In addition to TLR 2/4, disulfide HMGB1 also activates the Receptor for Advanced Glycation End Products, (RAGE3,6,61) and assessment of how this receptor pathway influences OPCs warrants investigation. So far, the HMGB1-RAGE pathway has been implicated to induce endothelial progenitor cell proliferation in vitro when assessing animal models of stroke62. Whether this effect is detrimental, or enhances recovery of white matter cells after injury, remains to be determined2.

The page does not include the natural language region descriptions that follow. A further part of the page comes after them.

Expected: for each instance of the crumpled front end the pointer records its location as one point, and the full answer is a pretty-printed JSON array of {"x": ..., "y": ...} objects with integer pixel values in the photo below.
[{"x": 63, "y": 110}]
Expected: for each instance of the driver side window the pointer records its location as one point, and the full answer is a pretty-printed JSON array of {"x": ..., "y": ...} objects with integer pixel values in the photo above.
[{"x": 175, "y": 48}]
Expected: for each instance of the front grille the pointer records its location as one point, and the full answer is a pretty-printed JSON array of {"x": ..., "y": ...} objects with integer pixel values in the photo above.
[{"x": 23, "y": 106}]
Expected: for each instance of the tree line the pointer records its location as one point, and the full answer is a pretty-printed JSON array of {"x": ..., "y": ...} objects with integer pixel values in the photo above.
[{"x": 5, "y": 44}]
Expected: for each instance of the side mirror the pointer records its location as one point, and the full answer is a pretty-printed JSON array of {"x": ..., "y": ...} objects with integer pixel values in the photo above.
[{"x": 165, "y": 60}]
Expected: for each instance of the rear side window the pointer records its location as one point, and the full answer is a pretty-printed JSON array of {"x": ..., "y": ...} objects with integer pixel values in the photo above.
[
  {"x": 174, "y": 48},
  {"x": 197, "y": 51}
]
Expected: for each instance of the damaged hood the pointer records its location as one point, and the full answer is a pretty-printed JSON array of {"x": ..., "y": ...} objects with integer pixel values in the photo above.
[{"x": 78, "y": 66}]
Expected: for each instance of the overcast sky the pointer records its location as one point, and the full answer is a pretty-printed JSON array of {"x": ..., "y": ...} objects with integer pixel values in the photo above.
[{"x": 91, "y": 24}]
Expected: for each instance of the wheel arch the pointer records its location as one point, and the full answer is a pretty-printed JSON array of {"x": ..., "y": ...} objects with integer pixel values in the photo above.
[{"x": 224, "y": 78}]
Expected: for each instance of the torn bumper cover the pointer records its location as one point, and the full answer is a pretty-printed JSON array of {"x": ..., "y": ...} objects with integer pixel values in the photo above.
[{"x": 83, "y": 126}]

To accurately model the acute release of HMGB1 following brain trauma33, our study paradigms incorporated an acute pulse of HMGB1 or ICM, followed by cell culture and subsequent immunohistochemical analysis. Whilst this mirrors the in vivo finding that HMGB1 rises acutely following injury, and then rapidly falls to baseline levels, it may not mirror the concentrations of HMGB1 at the site of injury over time. The temporal changes in HMGB1 concentration at the local site of brain injury, and indeed potential changes in the isoform of HMGB1, remain to be defined.

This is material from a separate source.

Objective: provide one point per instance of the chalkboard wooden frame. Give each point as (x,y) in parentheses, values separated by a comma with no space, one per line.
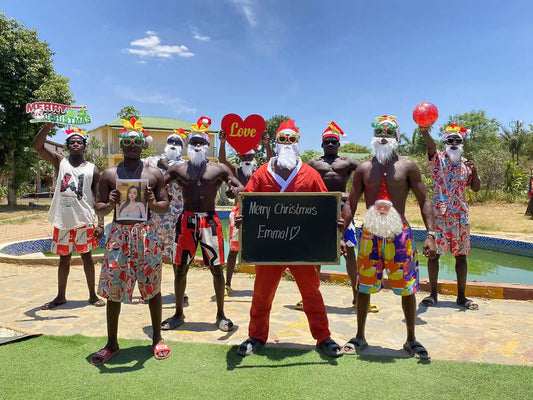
(289,228)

We utilised mixed cultures of neurones and glia to reflect the mixed cell populations in the brain cortex in vivo. It is therefore possible that the impacts we report of HMGB1 upon NG2+ cells may be mediated via other cells present in our cultures, such as astrocytes or microglia. Pure OPC cultures, with and without neuronal co-culture are feasible53 and would help to define whether the effects of disulfide HMGB1 upon OPCs in our model are direct or indirect. Furthermore, it may facilitate deeper assessment of the impact disulfide HMGB1 may have upon OPC maturation and myelination. It is known that OPCs need to migrate to sites of injury, and appropriately mature into oligodendrocytes to be able to remyelinate axons following neurotrauma6,10. Failure of these processes may underly the formation of ‘glial scar’ tissue, which represented clusters of numerous glia which are detrimental to axonal recovery post-TBI2,51. Disulfide HMGB1 may thus impact upon OPC maturation and subsequent oligodendrocyte myelination capacity, as well as OPC proliferation, morphology, and cell numbers. Kerman et al. describe experiments wherein OPCs can be matured in culture to oligodendrocytes, and then cultured alongside neurones to assess their ability to myelinate axons63. Such a paradigm could be incorporated into experiments exposing OPCs to disulfide HMGB1 to further assessment of how this DAMP may influence remyelination following models of brain trauma.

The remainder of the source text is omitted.